Tuesday, March 25, 2008

Poem 51

This poem is still pretty fresh, raw even. I've tweaked it a bit and am actually satisfied enough to publish it. The idea came while driving past churches on Sunday, and I had another little flash about it that night.
I don't think I would have written this poem unless I had been thinking about Heidegger and technology on Friday.
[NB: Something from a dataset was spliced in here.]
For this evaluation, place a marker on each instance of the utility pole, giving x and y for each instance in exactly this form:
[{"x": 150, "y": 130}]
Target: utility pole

Easter Service in the Parking Lot

Below the steel cross
with the white banner
visible from I-90, cars
in the parking lot, and along
the street leading to Crossroads
Bible Church gather
for communion of weather
in white-bordered pews.
Multitudes of them
line up at the edge. They
sit among regulars
displaced from their spots
by early arrivers.
As if they had guilt
built up after Sundays in
garages and apartment lots,
cars have come by
force of consciences
dressed in suits or
floral dresses.
A Lexus,
the Ford Explorer with slouched fender,
generations of Toyotas,
at least twelve Civics,
have become like holy sepulchers. Now
they wait for owners,
to clatter out in loafers
and heels on rainy pavement.
For this hour cars have together
in fellowship under clouds,
light poles, crosses,
they mingle and wonder
at how much to-do
their drivers make over one guy
who took three days. They almost chuckle,
the cars,
whose owners will
resurrect them as usual
with the key and adjustment
of knobs.
Such miracles,
witnessed daily,
in the name of getting somewhere else.